Introducing: The I Ching

Text Box: What is the I Ching?

The I Ching is made up of sixty four figures, each containing six lines that we call Hexagrams.  The lines in each hexagram can be broken or solid (Yang represents solid and Yin represents broken lines) and between them, they symbolise all the stages of change and transformation operating within the universe.  Its basic philosophy is close to the Taoist belief that change is natural and occurs in all things.  The universe is in a constant state of flux and the texts of the I Ching describe these changes and how they apply to mankind.  

 The impressions of these lines are really quite beautiful as are the Chinese sayings behind them.  For instance, consider this image:  a flood rising above the tree tops.  What might this mean to you?  Well, this is Hexagram 28, Ta Kuo (excess or complacency) and one of its messages is that the floods are only temporary and as long as the trees remain rooted in the ground, things will return to normal.  In other words, be cautious so as not to flood your life with too many responsibilities and be steadfast.

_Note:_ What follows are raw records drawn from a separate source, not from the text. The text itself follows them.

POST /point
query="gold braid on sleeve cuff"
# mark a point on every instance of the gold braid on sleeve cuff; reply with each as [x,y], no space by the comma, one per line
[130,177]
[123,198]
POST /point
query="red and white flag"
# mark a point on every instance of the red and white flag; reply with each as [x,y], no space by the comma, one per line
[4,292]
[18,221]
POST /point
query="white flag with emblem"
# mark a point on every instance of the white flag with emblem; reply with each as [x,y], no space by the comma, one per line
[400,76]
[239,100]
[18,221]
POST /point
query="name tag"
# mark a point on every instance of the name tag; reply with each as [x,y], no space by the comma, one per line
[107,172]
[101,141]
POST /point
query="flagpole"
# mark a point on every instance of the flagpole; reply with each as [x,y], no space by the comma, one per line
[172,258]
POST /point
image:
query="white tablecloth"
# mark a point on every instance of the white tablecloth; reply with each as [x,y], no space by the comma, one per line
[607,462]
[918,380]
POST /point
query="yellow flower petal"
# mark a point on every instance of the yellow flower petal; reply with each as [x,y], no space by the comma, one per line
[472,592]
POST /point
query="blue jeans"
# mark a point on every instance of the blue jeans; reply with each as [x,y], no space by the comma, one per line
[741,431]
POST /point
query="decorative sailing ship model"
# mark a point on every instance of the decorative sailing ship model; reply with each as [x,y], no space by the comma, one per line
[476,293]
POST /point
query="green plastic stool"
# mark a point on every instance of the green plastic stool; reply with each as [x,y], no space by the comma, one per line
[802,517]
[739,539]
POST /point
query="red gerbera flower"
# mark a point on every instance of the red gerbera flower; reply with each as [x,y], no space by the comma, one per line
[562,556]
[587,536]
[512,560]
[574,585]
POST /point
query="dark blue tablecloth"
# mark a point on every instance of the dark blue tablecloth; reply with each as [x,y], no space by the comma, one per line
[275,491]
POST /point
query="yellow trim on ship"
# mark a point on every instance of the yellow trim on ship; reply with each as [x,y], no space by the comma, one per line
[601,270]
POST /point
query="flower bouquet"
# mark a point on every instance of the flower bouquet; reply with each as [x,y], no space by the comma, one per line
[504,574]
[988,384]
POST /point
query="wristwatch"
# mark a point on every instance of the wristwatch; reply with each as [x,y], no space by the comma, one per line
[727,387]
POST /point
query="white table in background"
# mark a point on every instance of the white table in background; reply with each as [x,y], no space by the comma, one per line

 One way the I Ching differs from other similar oracles is that instead of regarding everything as 'fixed' or 'written', it sees the past flowing into the future and therefore life is in a state of flux, never the same from one moment to the other.  The I Ching will therefore offer a number of possibilities for the future, depending on the course of action that might be taken. This can be exceedingly helpful for people who may be confused about their relationships, their job situation or life in general.  It can help give an objective view of the present and sensible guidance as to future possibilities.
Finally, a fitting ending to an introduction to the I Ching, is to use the words of one of the greatest Chinese philosophers, Confucius, who when he was nearly 70 years old (in 481 BC) said: "If some years were added to my life, I would give fifty to the study of the I Ching, and might then escape falling into great errors."